British record label

Cheapskate Records was a record label established by Slade bassist Jim Lea and his brother Frank Lea in 1979. It was active until 1982, however was later briefly revived for the release of three Slade singles in 1987–88. Aside from Slade, some of the artists on the label were The Dummies, The Ska-Dows, Sue Wilkinson, Roy Wood, Tich Turner's Escalator, Malcolm Roberts, Top Secret and The Glitter Band.

==History==
Cheapskate Records was originally created to release a one-off single by The Dummies, a musical project formed by Jim Lea of Slade and his brother Frank. After recording a demo version of Slade's "When the Lights Are Out" in 1978, a major record label expressed interest in releasing the song, but insisted a proper recording be made. This was done in 1979, however the label then opted not to release it, prompting the Leas to form Cheapskate. Frank wanted to prove that any independent label, with the right promotion and distribution, could release a hit single and "When the Lights Are Out" surfaced in December 1979. The song achieved extensive radio play, but suffered from distribution problems.

In 1980, the Leas decided to continue the label to release other artists' recordings, and Slade's manager Chas Chandler joined the team during this time. Frank Lea handled the label's business and management, while Jim was considered the "musical man" and Chandler the "money man". The first release following the Dummies was the Ska-Dows' single "Apache", released in June 1980. The following single, "You Gotta Be a Hustler If You Wanna Get On" by Sue Wilkinson, was the label's first chart entry, reaching No. 25 in the UK. The Dummies' "Didn't You Use to Use to Be You?" followed in August 1980. Like their debut, the single generated much airplay and was expected to become a big hit after being placed on BBC Radio 1's 'A' playlist, but suffered distribution issues.

With Slade having suffered a period of low popularity since the mid-1970s, the band also signed to the label in 1980. Their debut on Cheapskate was the extended play Alive at Reading, recorded at the band's comeback gig at the 1980 Reading Festival. It reached No. 44 in the UK. The label also released the debut single of Roy Wood's Helicopters in October that year, although it failed to chart. The label's biggest charting success was Slade's "We'll Bring the House Down", which was released in January 1981 and reached No. 10. Cheapskate also released the band's album of the same name that year, which reached No. 25, along with the single "Wheels Ain't Coming Down", which peaked at No. 60.

In late 1981, disagreements between Chandler and Frank Lea resulted in Lea selling his share of the label and forming the independent Speed Records.

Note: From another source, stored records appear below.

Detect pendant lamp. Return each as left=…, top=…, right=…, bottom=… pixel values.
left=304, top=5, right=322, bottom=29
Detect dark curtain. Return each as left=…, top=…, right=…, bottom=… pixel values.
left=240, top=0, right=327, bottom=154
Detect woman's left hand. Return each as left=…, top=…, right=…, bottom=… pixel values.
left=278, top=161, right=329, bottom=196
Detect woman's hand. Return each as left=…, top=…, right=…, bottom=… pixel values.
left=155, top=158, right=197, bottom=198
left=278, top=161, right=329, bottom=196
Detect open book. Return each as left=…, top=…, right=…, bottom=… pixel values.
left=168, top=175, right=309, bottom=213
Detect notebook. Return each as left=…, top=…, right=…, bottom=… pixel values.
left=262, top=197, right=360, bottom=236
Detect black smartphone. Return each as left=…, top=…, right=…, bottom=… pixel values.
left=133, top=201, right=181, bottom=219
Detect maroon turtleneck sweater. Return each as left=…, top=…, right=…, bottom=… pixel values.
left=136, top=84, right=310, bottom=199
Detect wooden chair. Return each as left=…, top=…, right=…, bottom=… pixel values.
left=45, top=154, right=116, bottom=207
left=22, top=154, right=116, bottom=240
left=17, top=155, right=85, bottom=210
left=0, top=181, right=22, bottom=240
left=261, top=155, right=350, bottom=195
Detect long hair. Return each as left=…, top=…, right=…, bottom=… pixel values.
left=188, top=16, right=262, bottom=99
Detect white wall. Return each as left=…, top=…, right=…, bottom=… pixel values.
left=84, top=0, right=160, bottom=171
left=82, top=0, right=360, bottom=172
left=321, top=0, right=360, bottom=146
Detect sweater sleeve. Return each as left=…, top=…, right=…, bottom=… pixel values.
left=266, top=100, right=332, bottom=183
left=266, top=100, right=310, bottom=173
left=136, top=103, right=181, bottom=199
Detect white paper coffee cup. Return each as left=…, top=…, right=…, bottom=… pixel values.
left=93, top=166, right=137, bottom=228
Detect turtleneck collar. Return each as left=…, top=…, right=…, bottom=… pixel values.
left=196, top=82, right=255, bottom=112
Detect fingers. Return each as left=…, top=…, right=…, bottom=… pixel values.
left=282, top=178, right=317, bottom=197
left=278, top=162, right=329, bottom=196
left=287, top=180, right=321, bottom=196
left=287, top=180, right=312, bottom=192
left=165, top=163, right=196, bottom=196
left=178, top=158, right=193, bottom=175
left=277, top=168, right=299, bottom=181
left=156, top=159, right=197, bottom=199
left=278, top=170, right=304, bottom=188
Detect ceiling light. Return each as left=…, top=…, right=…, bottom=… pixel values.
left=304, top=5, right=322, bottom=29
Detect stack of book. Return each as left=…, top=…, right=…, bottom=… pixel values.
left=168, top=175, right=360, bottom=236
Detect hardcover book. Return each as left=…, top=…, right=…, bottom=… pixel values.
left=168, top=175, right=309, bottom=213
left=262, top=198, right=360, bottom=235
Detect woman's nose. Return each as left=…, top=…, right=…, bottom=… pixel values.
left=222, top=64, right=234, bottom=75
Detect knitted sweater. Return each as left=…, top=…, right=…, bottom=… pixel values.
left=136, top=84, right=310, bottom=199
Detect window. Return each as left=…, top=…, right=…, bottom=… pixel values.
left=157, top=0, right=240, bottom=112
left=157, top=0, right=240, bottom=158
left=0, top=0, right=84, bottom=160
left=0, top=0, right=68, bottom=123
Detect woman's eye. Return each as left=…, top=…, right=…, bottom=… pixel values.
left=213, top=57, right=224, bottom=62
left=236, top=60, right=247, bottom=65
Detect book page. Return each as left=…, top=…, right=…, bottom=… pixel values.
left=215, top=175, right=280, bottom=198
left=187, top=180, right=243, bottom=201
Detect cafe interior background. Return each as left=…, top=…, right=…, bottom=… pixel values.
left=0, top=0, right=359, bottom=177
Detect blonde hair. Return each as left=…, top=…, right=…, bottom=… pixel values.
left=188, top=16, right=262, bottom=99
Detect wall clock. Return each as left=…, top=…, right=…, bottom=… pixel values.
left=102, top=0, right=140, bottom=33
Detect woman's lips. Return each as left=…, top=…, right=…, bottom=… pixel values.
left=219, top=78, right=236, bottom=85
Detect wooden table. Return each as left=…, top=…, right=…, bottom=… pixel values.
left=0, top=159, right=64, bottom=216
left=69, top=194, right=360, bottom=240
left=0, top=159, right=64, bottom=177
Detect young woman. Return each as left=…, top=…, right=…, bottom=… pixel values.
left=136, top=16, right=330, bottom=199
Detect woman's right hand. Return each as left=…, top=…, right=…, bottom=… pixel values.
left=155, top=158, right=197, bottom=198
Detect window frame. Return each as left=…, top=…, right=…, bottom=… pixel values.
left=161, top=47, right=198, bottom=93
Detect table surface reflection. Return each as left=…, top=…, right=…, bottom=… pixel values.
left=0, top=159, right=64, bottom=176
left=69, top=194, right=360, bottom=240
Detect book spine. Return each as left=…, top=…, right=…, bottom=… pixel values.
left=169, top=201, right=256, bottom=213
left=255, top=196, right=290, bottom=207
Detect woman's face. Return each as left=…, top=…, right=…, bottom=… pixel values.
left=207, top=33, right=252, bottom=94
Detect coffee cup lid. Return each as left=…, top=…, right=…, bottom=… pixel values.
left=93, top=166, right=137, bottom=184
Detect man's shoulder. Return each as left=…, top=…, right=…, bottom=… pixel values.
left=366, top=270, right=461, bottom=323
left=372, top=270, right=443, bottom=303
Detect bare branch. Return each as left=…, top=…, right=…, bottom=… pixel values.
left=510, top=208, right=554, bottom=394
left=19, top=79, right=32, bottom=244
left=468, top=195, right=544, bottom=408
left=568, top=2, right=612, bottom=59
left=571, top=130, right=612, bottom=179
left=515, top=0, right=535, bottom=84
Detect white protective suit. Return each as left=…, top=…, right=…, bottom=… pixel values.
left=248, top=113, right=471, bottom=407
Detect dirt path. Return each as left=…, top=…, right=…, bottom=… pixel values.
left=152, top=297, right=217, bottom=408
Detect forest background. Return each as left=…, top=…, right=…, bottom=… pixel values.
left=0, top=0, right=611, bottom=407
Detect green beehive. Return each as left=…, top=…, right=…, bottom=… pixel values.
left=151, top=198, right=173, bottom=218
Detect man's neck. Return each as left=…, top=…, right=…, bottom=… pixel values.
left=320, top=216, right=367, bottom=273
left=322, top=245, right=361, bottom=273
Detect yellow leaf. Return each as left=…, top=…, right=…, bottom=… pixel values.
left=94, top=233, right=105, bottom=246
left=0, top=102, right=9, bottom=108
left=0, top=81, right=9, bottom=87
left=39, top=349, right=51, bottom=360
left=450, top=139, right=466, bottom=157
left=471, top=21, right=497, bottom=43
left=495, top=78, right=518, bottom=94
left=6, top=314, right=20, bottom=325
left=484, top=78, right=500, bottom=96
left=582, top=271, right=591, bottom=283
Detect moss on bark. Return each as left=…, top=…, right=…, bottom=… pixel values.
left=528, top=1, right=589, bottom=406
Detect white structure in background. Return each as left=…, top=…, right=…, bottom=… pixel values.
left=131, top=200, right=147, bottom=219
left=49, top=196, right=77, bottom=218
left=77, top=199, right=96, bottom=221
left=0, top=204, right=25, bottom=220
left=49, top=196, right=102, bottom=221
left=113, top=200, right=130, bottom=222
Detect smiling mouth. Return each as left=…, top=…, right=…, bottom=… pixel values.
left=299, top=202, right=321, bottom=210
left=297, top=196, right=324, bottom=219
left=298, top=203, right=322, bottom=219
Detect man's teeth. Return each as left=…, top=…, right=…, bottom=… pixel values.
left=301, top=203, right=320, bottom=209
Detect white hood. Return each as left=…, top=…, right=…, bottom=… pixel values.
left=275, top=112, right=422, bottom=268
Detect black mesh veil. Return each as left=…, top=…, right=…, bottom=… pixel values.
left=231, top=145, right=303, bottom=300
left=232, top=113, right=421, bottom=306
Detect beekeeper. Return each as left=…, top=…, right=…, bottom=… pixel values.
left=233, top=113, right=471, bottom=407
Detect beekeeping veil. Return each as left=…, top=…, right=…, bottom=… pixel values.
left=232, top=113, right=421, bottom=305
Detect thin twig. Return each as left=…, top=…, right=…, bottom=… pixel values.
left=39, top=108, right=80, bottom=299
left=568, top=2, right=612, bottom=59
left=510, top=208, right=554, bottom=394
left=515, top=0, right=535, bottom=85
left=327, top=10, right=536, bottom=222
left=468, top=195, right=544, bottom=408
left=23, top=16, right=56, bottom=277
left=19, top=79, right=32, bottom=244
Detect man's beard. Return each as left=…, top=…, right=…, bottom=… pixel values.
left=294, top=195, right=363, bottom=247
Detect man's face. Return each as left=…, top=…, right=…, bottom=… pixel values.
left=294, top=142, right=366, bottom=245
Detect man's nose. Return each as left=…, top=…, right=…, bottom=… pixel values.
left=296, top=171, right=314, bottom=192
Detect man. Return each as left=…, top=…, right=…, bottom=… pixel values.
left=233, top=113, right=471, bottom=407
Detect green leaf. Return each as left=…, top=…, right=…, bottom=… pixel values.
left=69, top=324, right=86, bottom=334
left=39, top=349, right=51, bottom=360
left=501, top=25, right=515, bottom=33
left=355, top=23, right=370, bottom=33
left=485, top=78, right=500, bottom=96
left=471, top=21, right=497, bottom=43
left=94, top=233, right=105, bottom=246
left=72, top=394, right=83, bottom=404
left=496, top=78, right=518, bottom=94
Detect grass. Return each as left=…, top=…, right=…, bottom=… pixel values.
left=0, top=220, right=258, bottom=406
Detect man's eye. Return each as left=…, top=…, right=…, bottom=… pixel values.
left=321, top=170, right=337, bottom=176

Chandler continued Cheapskate until 1982, with the final release being The Glitter Band's "Heartbeat to Heartache", released in October 1982. The label was later briefly revived by the Leas in 1987-88 after RCA dropped Slade. It was used for the release of three of the band's singles; "You Boyz Make Big Noize" (UK No. 94), "We Won't Give In" (UK No. 121) and "Let's Dance".